Researchers from South Australia’s Flinders University linked walking an extra 3500 steps a day and sitting for just 45 minutes less a day to better general health – and weight loss.
The findings, published in the Journal of the American College of Cardiology, analysed data from 69,000 participants in 64 countries who completed the Steptathlon, a global exercise competition, between 2012 and 2014.
As part of the Steptathlon, participants were organised into teams with their work colleagues, given pedometers, and encouraged to increase daily steps and physical activity. They then competed against companies around the world to see who could take the most daily steps in 100 days.
“Completion of the Steptathlon was associated with an average weight loss of 1.45kg for participants,” lead author Associate Professor Anand Ganesan said.
Currently 10,000 steps is a commonly acknowledged goal for daily fitness around the world.
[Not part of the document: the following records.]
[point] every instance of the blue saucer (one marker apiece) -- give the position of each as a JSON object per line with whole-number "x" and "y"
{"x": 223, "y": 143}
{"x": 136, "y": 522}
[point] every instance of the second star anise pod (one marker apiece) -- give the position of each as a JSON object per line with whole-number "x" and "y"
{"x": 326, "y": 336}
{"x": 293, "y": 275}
The latest Australian Health Survey found the average Australian adult takes 7400 steps a day.
It should be noted that it was not specified whether participating in the Steptathlon led to lasting changes in people’s health behaviours.
Quality vs quantity
Given the average length of an adult step is about 81 centimetres, the average Steptathlon participant walked an extra 2.8km per day over the 100 days.
Assoc Prof Ganesan said while the findings of the study were prescriptive, it was important to note that reducing daily inactivity alone doesn’t lead to better health outcomes.
“It makes more sense to take a holistic approach. Increasing regular [more vigorous] exercise and improving nutrition in addition to reducing inactivity.”
Alex Lawrence, exercise physiologist with Exercise and Sports Science Australia, said results like this provide useful information to help guide people on whether they are getting enough incidental exercise.
But he also stressed the importance of exercising effectively beyond just meeting a target.
“General movement is important, but so is improving and optimising exercise levels,” he said. “With exercise I’m talking about starting steadily and building up gradually: Don’t go from zero to 100 with your fitness program, work your way up and let your body adapt to new stresses and stimuli.”
The future of health program delivery?
Assoc Prof Ganesan said these findings also highlight the potential for mobile health technologies to improve health behaviours on a mass scale.
The data for this study was collected via an interactiveapp available for download on mobile devices and the web.
“We considered participants in low-, middle- and high-income countries from India to Australia,” Assoc Prof Ganesan said.
“And interestingly, across the different countries, income groupings, and regardless of how spread out their populations were, the benefits to health were consistent.
“This technology can definitely be used to deliver health and lifestyle programs all around the world, which is important given obesity is becoming a universal problem and we need to deliver something to help low-income countries tackle this.”
However, both Assoc Prof Ganesan and Mr Lawrence agreed that mobile health technologies will supplement not replace individualised, person-to-person health programs.